The outcomes for the study were as follows. Both groups showed a decrease in pain. Group A had a VAS score that started at 7.2 ± 1.1 and fell to 4.0 ± 0.7, whereas group B started at 7.1 ± 1.0 and decreased to 3.2 ± 0.9. Therefore the patients in group B showed a slightly greater decrease in pain over the non-MSC group.

As for the AOFAS score in each group, which measures ankle function and pain while using the ankle, again, both groups showed improvement. Patients in group A went from 68.0 ± 5.5 to 77.2 ± 4.8, and patients in group B went from 68.1 ± 5.6 to 82.6 ± 6.4. Thus the patients who received the MSC treatments used their ankles better than those patient who did not receive MSC treatments, and they also used their ankles with less pain.
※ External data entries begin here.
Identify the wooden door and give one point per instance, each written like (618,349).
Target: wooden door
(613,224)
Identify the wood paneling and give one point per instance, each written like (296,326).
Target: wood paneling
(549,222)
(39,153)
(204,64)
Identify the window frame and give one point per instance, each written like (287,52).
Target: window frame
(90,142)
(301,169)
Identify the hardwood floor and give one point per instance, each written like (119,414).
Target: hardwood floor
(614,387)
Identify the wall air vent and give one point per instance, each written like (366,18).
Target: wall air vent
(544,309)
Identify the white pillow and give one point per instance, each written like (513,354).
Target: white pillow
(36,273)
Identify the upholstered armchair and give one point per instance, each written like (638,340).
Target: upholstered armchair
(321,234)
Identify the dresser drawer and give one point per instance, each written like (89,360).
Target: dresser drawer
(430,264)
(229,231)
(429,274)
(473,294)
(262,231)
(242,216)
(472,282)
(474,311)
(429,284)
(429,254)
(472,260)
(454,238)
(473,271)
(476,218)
A different measure of ankle function, the Roles and Maudsley score, also increased significantly in group A patients as opposed to group A patients at postsurgical follow up (1-4 years after the surgery). However, the real “money” finding of this research was that the patients who had received the MSC injections were significantly more active after surgery than the non-MSC patients. The activity score in patients from group A. Group A patients had a Tegner activity score that went from 3.5 ± 0.8 to 3.6 ± 0.6. That is not a significant increase. However the patients in group B, who had received the injections of their own MSCs into the ankle, had Tegner activity scores that improved from 3.5 ± 0.7 to 3.8 ± 0.7 (P = .041). Thus the patients who had received the MSC injections had less pain, better ankle function with less pain, better ankle and foot function 1-4 years after surgery, and were significantly more active after surgery.

From these data, the authors concluded that injection of MSCs with marrow stimulation treatment was a treatment option in patients older than 50 years than marrow stimulation treatment alone. THis was especially the case if the OTL was larger than 109 square millimeters. Also, those patients in group A who had subchondral cysts did not fare well with their treatment, but there was no such correlation between a poor clinical outcome and the presence of a subchondral cyst in patients from group B.

subchondral cyst in the ankle
subchondral cyst in the ankle

Therefore, even though MSC treatments for OTLs is still in its early stages of development, they seem to have the potential to treat of OLTs in patients older than 50 years. However, this study, while not tiny, is still not all that large, and larger studies are warranted.